The experiments were well conducted. However, I raised only a few comments for general readers.
1) How did the authors stretch myoblast in culture, continuous or repetitive etc? Please describe in detail in Methods section.
2) Numbers of nuclei with specific protein recruitment are shown in column graph. The readers want to see the field images how the several nuclei with or without specific protein recruitment appear under stretch or basal conditions. Please show them in the Supplementary Materials.
3) How is the effect of reorientation of nuclei under stretch, breaking resistant or transcription change, or DNA damage ?

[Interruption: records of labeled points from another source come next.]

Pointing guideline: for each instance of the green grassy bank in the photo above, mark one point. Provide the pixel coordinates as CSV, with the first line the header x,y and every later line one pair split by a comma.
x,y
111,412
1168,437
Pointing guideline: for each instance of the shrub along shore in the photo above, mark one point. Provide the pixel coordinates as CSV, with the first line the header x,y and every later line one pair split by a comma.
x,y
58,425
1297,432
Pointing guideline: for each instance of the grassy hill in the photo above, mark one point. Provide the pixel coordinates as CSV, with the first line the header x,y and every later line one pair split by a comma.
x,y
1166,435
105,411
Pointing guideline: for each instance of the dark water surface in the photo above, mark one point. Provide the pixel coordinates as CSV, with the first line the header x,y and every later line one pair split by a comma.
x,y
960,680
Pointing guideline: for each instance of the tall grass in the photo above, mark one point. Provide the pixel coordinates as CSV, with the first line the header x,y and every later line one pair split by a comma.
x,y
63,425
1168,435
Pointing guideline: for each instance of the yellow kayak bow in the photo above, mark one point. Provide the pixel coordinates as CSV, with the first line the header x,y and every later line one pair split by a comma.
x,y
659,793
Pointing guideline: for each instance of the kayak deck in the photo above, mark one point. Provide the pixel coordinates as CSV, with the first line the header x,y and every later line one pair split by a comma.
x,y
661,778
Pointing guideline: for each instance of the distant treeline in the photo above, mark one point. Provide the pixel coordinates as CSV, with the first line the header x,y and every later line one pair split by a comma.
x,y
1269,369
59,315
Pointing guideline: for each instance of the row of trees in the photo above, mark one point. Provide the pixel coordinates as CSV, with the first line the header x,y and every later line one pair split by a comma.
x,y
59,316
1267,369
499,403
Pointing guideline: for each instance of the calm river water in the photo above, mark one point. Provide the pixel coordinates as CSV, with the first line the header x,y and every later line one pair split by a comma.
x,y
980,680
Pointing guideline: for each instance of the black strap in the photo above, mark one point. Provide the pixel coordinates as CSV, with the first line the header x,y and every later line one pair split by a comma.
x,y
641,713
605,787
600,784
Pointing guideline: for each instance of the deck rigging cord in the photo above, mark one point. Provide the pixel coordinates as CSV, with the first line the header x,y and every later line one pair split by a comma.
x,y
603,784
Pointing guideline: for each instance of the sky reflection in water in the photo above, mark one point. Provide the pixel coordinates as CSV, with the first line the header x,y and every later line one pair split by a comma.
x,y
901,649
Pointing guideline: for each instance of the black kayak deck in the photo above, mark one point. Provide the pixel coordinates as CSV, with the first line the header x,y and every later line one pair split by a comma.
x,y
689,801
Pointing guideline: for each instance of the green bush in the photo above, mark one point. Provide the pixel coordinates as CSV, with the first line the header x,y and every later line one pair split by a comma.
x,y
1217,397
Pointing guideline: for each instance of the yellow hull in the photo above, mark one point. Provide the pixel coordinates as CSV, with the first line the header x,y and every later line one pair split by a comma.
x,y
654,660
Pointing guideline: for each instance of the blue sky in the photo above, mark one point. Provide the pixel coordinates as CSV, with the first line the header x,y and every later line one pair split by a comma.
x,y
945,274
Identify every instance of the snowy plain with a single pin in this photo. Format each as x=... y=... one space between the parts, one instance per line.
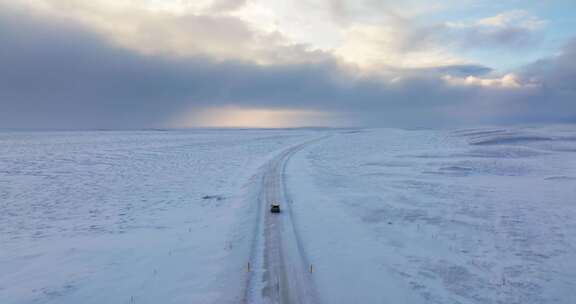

4) The authors should show the cartoon how the desmin, lamin, and plectin proteins work for nuclear reorientation under mechanical stretch and fails in the myoblast of mutants or dystrophy patients. Many cytoskeletal proteins as well as these three proteins may maintain the nuclear orientation. What is the most important and works as a master switch for nuclear reorientation? Please comment in the text.
Author Response
Please see the attachment
Author Response File: Author Response.pdf
Round 2
Reviewer 1 Report
Comments and Suggestions for AuthorsThe authors answered all the important questions, and the manuscript has been significantly improved.
There is a minor point, which would good to address if possible:
The Figure 1B (+STR, Plectin) was stitched together, would it be good to add one of them as an insert to show it?
Author Response
There is a minor point, which would good to address if possible:
The Figure 1B (+STR, Plectin) was stitched together, would it be good to add one of them as an insert to show it?
We appreciate the suggestion of the Reviewer and we replaced the picture in the figure 1B (+STR plectin), with a more representative image to better show plectin arrangement around the nucleus.